Abstract
ABSTRACTFriedreich ataxia (FRDA) is an autosomal recessive neurodegenerative disorder with progressive ataxia that affects both the peripheral and central nervous system (CNS). While later CNS neuropathology involves loss of large principal neurons and glutamatergic and GABAergic synaptic terminals in the cerebellar dentate nucleus, early pathological changes in FRDA cerebellum remain largely uncharacterized. Here, we report early cerebellar VGLUT1 (SLC17A7)-specific parallel fiber (PF) synaptic deficits and dysregulated cerebellar circuit in the frataxin knock-in/knockout (KIKO) FRDA mouse model. At asymptomatic ages, VGLUT1 levels in cerebellar homogenates are significantly decreased, whereas VGLUT2 (SLC17A6) levels are significantly increased, in KIKO mice compared with age-matched controls. Additionally, GAD65 (GAD2) levels are significantly increased, while GAD67 (GAD1) levels remain unaltered. This suggests early VGLUT1-specific synaptic input deficits, and dysregulation of VGLUT2 and GAD65 synaptic inputs, in the cerebellum of asymptomatic KIKO mice. Immunohistochemistry and electron microscopy further show specific reductions of VGLUT1-containing PF presynaptic terminals in the cerebellar molecular layer, demonstrating PF synaptic input deficiency in asymptomatic and symptomatic KIKO mice. Moreover, the parvalbumin levels in cerebellar homogenates and Purkinje neurons are significantly reduced, but preserved in other interneurons of the cerebellar molecular layer, suggesting specific parvalbumin dysregulation in Purkinje neurons of these mice.

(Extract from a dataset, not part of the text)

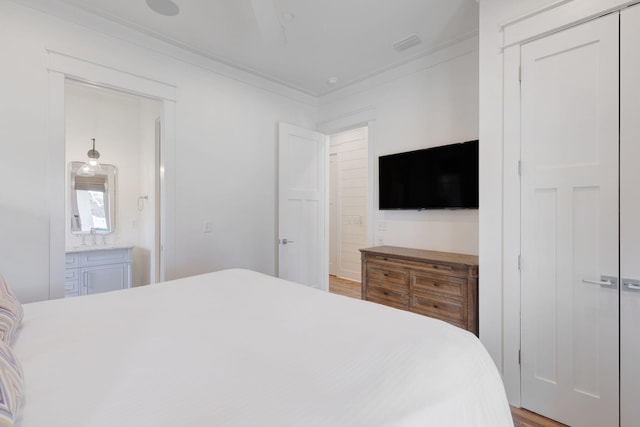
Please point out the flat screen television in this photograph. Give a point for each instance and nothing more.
(444, 177)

Furthermore, a moderate loss of large principal neurons is observed in the dentate nucleus of asymptomatic KIKO mice, mimicking that of FRDA patients. Our findings thus identify early VGLUT1-specific PF synaptic input deficits and dysregulated cerebellar circuit as potential mediators of cerebellar dysfunction in KIKO mice, reflecting developmental features of FRDA in this mouse model.
Highlights
Friedreich ataxia (FRDA) is the most common form of hereditary ataxia, affecting ∼5000 people in the USA
Frataxin is highly expressed in cerebellar Purkinje neurons and dentate nucleus (DN) large principal neurons of C57BL/6 wild-type mice We first examined the expression and distribution of frataxin in C57BL/6 wild-type mouse cerebellum using double immunohistochemical staining with anti-PV and anti-frataxin antibodies
PV immunoreactivity is abundant in Purkinje neurons and other interneurons in the molecular layer (ML) (Fig. 1B,B′), while frataxin immunoreactivity (Fig. 1A,A′) is widely distributed in the ML, Purkinje layer (PL) and granular layer (GL), with a high level of expression of frataxin in PV-positive Purkinje neurons (Fig. 1A-C,A′-C′)
Summary
Friedreich ataxia (FRDA) is the most common form of hereditary ataxia, affecting ∼5000 people in the USA. Most affected individuals inherit two alleles containing expanded GAA repeats in intron 1 of the frataxin (FXN) gene, resulting in chromatin condensation and reduced expression of the mitochondrial protein frataxin (Bidichandani et al, 1998; Campuzano et al, 1996; Chutake et al, 2014; Grabczyk and Usdin, 2000). Symptoms begin as early as 5 years old and worsen over time, with an initial presentation of ataxia, absent lower limb reflexes, and loss of position and vibration sense. This pattern of neurodegeneration results in progressive ataxia, dysmetria and dysarthria (Lynch et al, 2012; Lynch and Seyer, 2014; Pandolfo, 2009). Postmortem studies show degeneration of the large sensory neurons and their axons in the spinal cord, while the cerebellum overtly degenerates to a lesser extent, largely within the dentate nucleus (DN) (Koeppen et al, 2011a,b, 2009)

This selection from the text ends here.